Over the weekend, BikeSD member, Kelly Cummings carefully documented the new restriping and the buffered bike lanes that were striped for a slightly more pleasant riding experience on Nimitz Boulevard.
Cummings rode out to check out the new painted buffered bike lanes and made meticulous measurements of the area.
The southbound main traffic lane on the right measured 120 inches (10 feet exactly) from inside yellow stripe to inside white lane line. The bike lane measured 78 inches (6’6″) from inside stripe to inside stripe. The right turn lane on the left measured 134 inches (11′ 2″) from inside stripe to edge of concrete gutter. (The concrete gutter adds another 21 inches to the width. The yellow stripes are 4 inches wide, the white dashed lane dividers are 4 inches wide and the sold white lines are 6 inches wide.) As you look up Nimitz, the bike lane along the edge of the sidewalk measured 59-60 inches (5 feet) from edge of gutter to inside white line. The gutter is also 21 inches wide at this point.

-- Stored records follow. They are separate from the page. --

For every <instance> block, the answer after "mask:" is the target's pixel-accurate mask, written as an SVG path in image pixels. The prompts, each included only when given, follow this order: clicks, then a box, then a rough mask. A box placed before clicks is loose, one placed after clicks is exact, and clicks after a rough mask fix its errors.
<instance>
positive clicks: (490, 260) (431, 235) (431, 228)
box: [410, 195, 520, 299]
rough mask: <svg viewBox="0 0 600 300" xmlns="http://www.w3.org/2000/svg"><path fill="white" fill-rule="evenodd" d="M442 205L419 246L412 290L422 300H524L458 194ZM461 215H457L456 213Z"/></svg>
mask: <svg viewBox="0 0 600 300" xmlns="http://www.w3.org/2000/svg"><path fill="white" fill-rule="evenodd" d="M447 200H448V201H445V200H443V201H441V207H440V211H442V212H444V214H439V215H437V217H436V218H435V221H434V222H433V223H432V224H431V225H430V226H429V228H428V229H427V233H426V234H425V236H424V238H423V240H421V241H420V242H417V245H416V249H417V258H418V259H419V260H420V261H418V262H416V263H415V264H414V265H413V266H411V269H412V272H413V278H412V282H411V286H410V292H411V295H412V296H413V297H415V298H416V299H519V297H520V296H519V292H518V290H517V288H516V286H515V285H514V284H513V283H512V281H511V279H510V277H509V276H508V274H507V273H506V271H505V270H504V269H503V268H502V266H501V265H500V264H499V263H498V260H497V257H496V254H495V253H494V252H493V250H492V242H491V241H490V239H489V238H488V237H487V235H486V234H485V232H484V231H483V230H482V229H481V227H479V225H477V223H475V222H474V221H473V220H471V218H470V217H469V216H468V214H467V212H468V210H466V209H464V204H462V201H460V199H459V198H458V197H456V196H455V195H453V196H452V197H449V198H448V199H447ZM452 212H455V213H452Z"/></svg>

But as Tom Fudge noted last month, “paint is great but paint doesn’t stop cars.” This was evidenced by the two vehicles that were seen driving right over the painted buffer.
The new buffered zones is certainly a vast improvement over what existed before on the pothole filled Nimitz. We’re thankful to all the stakeholders who worked with us and Burgess to ensure that the bike lanes would have some additional breathing room for our riders.
However, this is a nice Christmas present. And we encourage you to send your thank yous and other love notes to the following individuals who have gotten us to this point:
District 2 Councilman Kevin Faulconer, (email@example.com)
City Council representative for Councilman Kevin Faulconer, Michael Patton (firstname.lastname@example.org)
Head of the new Multi-Modal Program, Brian Genovese (BGenovese@sandiego.gov)
City Bike Coordinator, Thomas Landre (TLandre@sandiego.gov)
Jake Aquino with the City Bicycle Program (email@example.com)
As for the next step, the city needs to step up its game if it is serious about providing safety improvements for her residents. And you can rest assured that this is precisely what we’ll be advocating for.